Indeed they were. In their late 70s pomp The Rumour were renowned for the pace and sweat-soaked intensity of their live shows. Parker's taut snarl pre-dated Costello, while the band possessed a soulful, full-tilt intensity which recalled Bruce Springsteen and Van Morrison. "It was like being on a rocket in the 70s," Parker says. "Before we did any gigs this time around we listened back to some old recordings and we went, 'Well, we're not going to do that, are we?'
"Our claim to fame was that we were Britain's fastest band. I can't speak for everyone but it wasn't chemically induced, it was just how we were. My lead was intensity and the band followed it perfectly. Then punk rock hit, and without consciously saying it we started playing even faster."
Those days are gone, and Parker doesn't necessarily miss them. "In the early days we used to swing, but we lost it," he says. "By the time of [1979 album] Squeezing out Sparks it had become a kind of hyperventilated rock.
"Now we want to bring out the great musicianship of the band, because the songs have been missed a lot of the time. It's party my fault. We cranked it up on stage, and people still think of us as this band who would kick their teeth in."
Although Three Chords Good is a more laid back affair than previous Rumour albums, it is recognisably the work of the same band that recorded their debut, Howlin' Wind, back in 1976. "The main influence is still soulful roots music," says Parker. "It was there on my first album and it's there on the new one. I can move in different directions from that, but that's always the template."
Lyrically, he is still drawn to the exposed nerve. Having been resident in the States on and off since the early 80s - "I've got my foot in both doors, and always have" - new songs like Coathanger, Arlington's Busy and Snake Oil Capital of the World confront American right-wing fundamentalist views on issues such as race, US foreign policy and abortion. "I don't want to write them, it just happens," he sighs. "I'm like Homer Simpson: 'Doh! Why have I done this?'
"I always regret it. In America there's a lot of people who still can't believe that there's a black man in the White House, it's like the 60s have come home to roost.
"The right-wing bloggers have gone to town on Coathangers, which is about abortion, and I don't really want that. I want a quiet life, but I have to stick up for my songs."
Parker has just returned from what he calls his day job - playing solo shows all over Europe, America and Japan.
The days when he was given £300,000 to make an album and it took "three days to get a snare sound" are long over.
Nowadays he has to diversify to survive. In the past decade there has been a book of short stories -Carp Fishing on Valium, recently updated with three new tales - and a novel, The Other Life of Brian. Last year he even made a brief acting appearance in Judd Apatow's comedy This is 40.

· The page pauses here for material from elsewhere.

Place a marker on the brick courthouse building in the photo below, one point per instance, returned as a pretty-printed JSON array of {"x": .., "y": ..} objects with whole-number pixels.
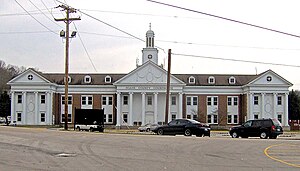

Despite the excitement and attention focused around The Rumour's reformation, playing live, and alone, remains his bread and butter. "I've exploited the solo aspect," he says. "I've become good at it. It's like a bit of stand up comedy with a bit of music, and it's a very creative way to approach your back catalogue.
"That's the way to make a living. I didn't think I'd be 62 and people would still be telling me I have to go out and do gigs, but there are all these other angles now."
As it to prove that The Rumour reunion is not some easy exercise in nostalgia, Parker says he has already written another batch of songs for the band which he is eager to record as soon as possible. "Being an artist is a stream," he says. "I'm not living in yesterday."
Graham Parker & The Rumour play O2 ABC, Glasgow, on 23 October. Three Chords Good is out now on Primary Wave Records.